Secondary phase of incident support

(33) Once the initial phase of the incident concludes and the response environment becomes less urgent, the CIMT may continue providing operational support to personnel performing response activities through more conventional business as usual processes.

(34) The CIMT leader is to determine the ongoing activities of the team, including a revision of the required membership. It is intended that the CIMT be a flexible body established on a bespoke basis to respond to the incident at hand.

Stand down of the Critical Incident Management Team

(35) CIMT operations are to continue until the Crisis Management Team leader formally stands down the CIMT.

(36) Stand down of the CIMT should occur at whatever point in time the recovery phase can be managed under business as usual operational arrangements. In some cases, this may be at the commencement of the recovery phase, at an intermediate point in the recovery phase, or at the end of the recovery phase.

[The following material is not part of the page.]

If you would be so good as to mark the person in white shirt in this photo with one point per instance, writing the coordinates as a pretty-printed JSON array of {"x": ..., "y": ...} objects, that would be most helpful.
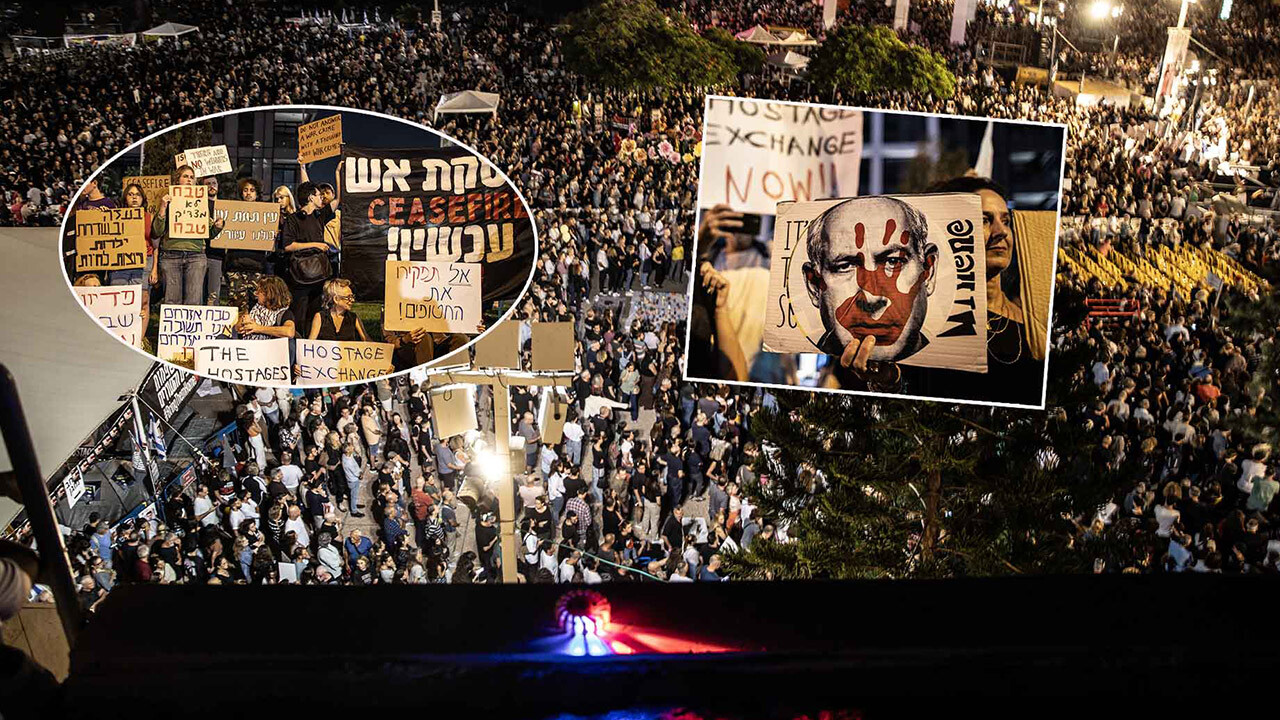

Transition to recovery phase

(37) The Resilience Policy outlines the strategies, processes, oversight and implementation that is required to recover from an incident. The recovery phase is characterised by the return to business as usual operations and the restoration of services.

(38) The recovery phase can be supported by a recovery team with a clear articulation of membership, responsibilities, reporting requirements and expected timeframes for completion. The exact requirements will be determined by the Crisis Management Team on an incident by incident basis.

Incident debrief

(39) A formal debrief is required at the conclusion of the CIMT operations to identify and document improvements to any aspect of the Resilience Framework and the incident oversight and response structures.

Associated information and record requirements

(40) Records relating to the response made by the University to any crises incident in accordance with the Resilience Framework are to be retained in a unique folder in UniRecords at


(41) The Risk and Compliance Unit hold the electronic copies of the plans and protocols identified as the associated information to these guidelines. It is the responsibility of the various plan owners to ensure the Risk and Compliance Unit are provided with the most recent version of these documents for attachment to these guidelines.

(42) Copies of associated information are to be retained in the relevant folder in UniRecords at


(43) Records relating to critical incident management must be retained for a minimum of seven years unless a longer duration is specified under the NSW general disposal authorities.